Burgemeester en wethouders kunnen de in het plan opgenomen bestemmingen wijzigen ten behoeve van overschrijding van bestemmingsgrenzen, voor zover zulks van belang is voor een technisch betere realisering van bestemmingen of bouwwerken dan wel voor zover zulks noodzakelijk is in verband met de werkelijke toestand van het terrein. De overschrijdingen mogen echter niet meer dan 3 meter bedragen en het bestemmingsvlak mag met niet meer dan 10% worden vergroot.

Artikel 22 Overige regels

22.1 Werking wettelijke regelingen

De wettelijke regelingen waarnaar in de regels wordt verwezen, gelden zoals deze luiden op het moment van vaststelling van het plan.

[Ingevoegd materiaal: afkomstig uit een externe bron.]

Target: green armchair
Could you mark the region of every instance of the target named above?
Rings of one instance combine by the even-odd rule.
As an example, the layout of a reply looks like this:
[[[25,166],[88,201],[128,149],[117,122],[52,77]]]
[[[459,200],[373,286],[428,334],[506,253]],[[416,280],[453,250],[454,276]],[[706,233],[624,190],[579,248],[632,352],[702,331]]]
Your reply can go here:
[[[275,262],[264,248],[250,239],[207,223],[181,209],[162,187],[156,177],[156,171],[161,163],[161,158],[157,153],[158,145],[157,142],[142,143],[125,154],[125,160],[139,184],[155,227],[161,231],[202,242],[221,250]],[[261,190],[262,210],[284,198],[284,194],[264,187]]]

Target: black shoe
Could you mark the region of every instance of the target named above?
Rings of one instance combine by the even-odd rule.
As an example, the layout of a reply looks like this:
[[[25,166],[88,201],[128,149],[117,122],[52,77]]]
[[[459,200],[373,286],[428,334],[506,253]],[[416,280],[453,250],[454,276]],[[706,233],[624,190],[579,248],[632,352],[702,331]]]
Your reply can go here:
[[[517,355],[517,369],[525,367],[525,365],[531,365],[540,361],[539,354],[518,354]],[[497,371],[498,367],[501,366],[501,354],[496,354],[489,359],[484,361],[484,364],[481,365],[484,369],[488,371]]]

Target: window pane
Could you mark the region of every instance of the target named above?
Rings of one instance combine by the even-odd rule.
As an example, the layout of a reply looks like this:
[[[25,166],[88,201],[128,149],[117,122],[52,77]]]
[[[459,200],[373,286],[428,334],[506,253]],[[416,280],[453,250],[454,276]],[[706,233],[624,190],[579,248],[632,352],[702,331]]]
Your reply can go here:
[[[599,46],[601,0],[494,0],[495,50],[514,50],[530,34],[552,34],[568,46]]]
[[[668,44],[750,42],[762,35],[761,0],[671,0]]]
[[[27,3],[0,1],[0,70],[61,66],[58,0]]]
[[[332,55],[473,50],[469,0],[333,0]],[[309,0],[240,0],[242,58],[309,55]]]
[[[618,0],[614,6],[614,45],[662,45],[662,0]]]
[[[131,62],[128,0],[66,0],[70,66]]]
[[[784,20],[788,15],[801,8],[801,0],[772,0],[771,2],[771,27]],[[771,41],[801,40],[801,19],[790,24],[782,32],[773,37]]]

Hoofdstuk 4 Overgangs- en slotregels

Artikel 23 Overgangsrecht

23.1 Overgangsrecht bouwwerken
  • a. Een bouwwerk dat op het tijdstip van inwerkingtreding van het bestemmingsplan aanwezig of in uitvoering is, dan wel gebouwd kan worden krachtens een omgevingsvergunning voor het bouwen, en afwijkt van het plan, mag, mits deze afwijking naar aard en omvang niet wordt vergroot:
    • 1. gedeeltelijk worden vernieuwd of veranderd;
    • 2. na het tenietgaan ten gevolge van een calamiteit geheel worden vernieuwd of veranderd, mits de aanvraag van de omgevingsvergunning voor het bouwen wordt gedaan binnen twee jaar na de dag waarop het bouwwerk is tenietgegaan.
  • b. Het bevoegd gezag kan eenmalig in afwijking van dit lid onder a een omgevingsvergunning verlenen voor het vergroten van de inhoud van een bouwwerk als bedoeld in dit lid onder a met maximaal 10%.
  • c. Dit lid onder a is niet van toepassing op bouwwerken die weliswaar bestaan op het tijdstip van inwerkingtreding van het plan, maar zijn gebouwd zonder vergunning en in strijd met het daarvoor geldende plan, daaronder begrepen de overgangsbepaling van dat plan.
23.2 Overgangsrecht gebruik
  • a. Het gebruik van grond en bouwwerken dat bestond op het tijdstip van inwerkingtreding van het bestemmingsplan en hiermee in strijd is, mag worden voortgezet.
  • b. Het is verboden het met het bestemmingsplan strijdige gebruik, bedoeld in dit lid onder a, te veranderen of te laten veranderen in een ander met dat plan strijdig gebruik, tenzij door deze verandering de afwijking naar aard en omvang wordt verkleind.
  • c. Indien het gebruik, bedoeld in dit lid onder a, na het tijdstip van de inwerkingtreding van het plan voor een periode langer dan een jaar wordt onderbroken, is het verboden dit gebruik daarna te hervatten of te laten hervatten.
  • d. Dit lid onder a is niet van toepassing op het gebruik dat reeds in strijd was met het voorheen geldende plan, daaronder begrepen de overgangsbepalingen van dat plan.

Artikel 24 Slotregel

Deze regels worden aangehaald als: 'Regels van het bestemmingsplan Verkabeling 380kV Krabbendijke'.